White House press secretary Sarah Sanders said President Donald Trump stands by his original apology for his remarks recorded by the infamous “Access Hollywood” tape in which he described sexually assaulting women, and that his position hasn’t changed in the days after The New York Times reported the President had privately questioned the tape’s authenticity.
Sanders, pressed Monday on The New York Times reporting, said that Trump already “addressed this” and “made his position clear at that time.”
Trump apologized for the video that surfaced weeks before the 2016 election. When asked if that position has changed, Sanders said “No.”
“The President hasn’t changed his position,” she added. “I think if anything, what the President questions is the media’s reporting on that accurately.”

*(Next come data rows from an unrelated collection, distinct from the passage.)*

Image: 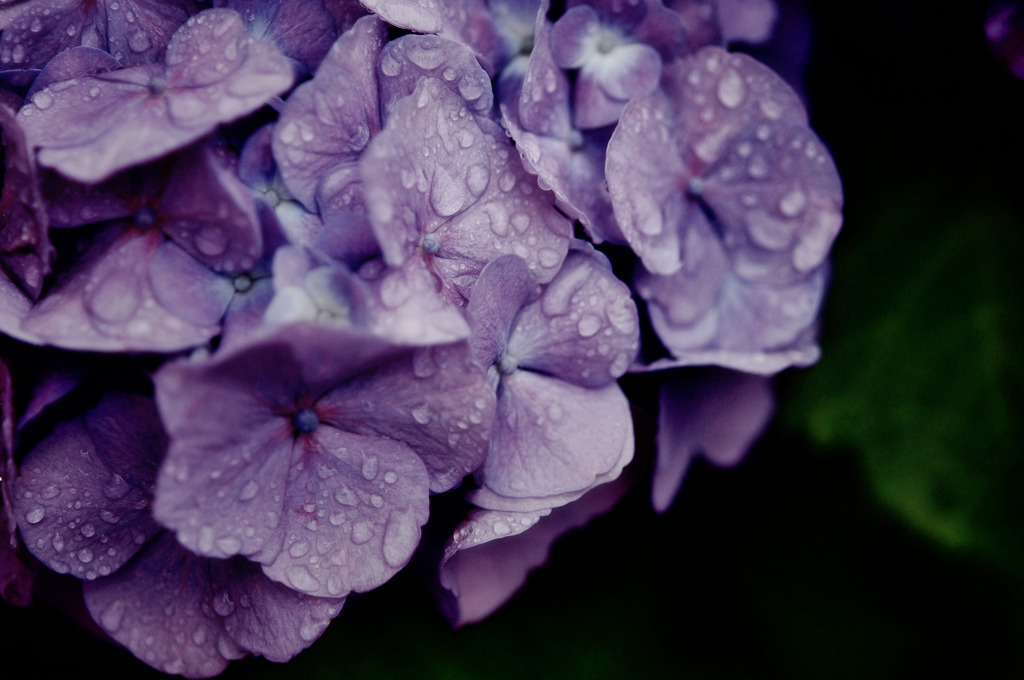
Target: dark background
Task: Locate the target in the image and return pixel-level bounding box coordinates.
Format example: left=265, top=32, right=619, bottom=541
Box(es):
left=0, top=0, right=1024, bottom=680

When asked about what reporting he is questioning, Sanders he had “already addressed it” and that he is questioning “the ones that are current.”
After the press briefing, CNN asked Sanders to clarify whether she was stating Trump disputes The New York Times report but she did not immediately respond.

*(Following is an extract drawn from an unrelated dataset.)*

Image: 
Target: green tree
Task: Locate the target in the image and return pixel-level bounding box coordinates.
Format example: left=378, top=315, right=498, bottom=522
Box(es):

Trump’s “Access Hollywood” tape comments are under renewed scrutiny as sexual assault allegations against powerful men in a variety of industries come to light, including those made against Alabama Republican Senate candidate Roy Moore. Trump has decided to stick with Moore, despite accusations from several women that Moore pursued sexual relationships with them when they were in their teens and he was in his 30s. The legal age of consent in Alabama is 16.
One woman alleges Moore touched her inappropriately when she was 14. Another woman has accused Moore of sexually assaulting her when she was 16.

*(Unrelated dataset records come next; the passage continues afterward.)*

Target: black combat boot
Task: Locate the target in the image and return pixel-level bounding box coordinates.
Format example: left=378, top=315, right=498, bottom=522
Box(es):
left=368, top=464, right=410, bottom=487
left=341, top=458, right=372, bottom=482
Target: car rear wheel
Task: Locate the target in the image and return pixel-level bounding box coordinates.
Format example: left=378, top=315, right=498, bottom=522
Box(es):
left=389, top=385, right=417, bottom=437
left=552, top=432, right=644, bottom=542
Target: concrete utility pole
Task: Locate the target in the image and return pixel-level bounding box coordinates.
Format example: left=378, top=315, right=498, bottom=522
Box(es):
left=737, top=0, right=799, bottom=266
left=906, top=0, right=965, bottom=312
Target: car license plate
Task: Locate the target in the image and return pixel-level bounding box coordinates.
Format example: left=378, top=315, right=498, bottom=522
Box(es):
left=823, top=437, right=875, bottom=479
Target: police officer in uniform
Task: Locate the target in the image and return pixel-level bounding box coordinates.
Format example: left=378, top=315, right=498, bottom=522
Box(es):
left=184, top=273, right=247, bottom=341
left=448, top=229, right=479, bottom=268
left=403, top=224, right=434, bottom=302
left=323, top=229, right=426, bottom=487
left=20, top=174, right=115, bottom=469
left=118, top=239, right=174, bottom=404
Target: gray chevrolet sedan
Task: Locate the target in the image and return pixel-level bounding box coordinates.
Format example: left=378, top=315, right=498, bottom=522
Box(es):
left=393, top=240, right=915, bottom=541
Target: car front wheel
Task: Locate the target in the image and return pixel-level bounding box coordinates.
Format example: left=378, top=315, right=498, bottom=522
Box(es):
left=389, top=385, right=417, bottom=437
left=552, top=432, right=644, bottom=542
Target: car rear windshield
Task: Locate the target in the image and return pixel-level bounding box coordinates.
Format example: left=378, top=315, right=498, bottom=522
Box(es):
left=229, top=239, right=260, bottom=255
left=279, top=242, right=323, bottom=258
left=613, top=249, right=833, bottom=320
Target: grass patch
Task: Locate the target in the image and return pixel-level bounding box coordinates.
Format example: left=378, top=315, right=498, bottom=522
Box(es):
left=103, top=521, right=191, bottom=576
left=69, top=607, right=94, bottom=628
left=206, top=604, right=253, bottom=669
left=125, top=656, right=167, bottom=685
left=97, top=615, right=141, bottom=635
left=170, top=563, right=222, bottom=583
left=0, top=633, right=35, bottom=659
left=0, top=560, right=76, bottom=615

Moore has repeatedly denied the allegations.
More than a dozen women accused Trump of sexual misconduct during the election in the wake of the “Access Hollywood” tape, which was recorded in 2005.
“When you’re a star, they let you do it. You can do anything,” Trump said on the tape. “Grab them by the p****. You can do anything.”
The Times reported, however, that Trump “suggested to a senator earlier this year” that the recording was “not authentic” and later “repeated that claim to an adviser more recently.”
Those reported denials would contradict the apology he issued after the video was published in 2016.
“I said it, I was wrong, and I apologize,” he said in a short video statement.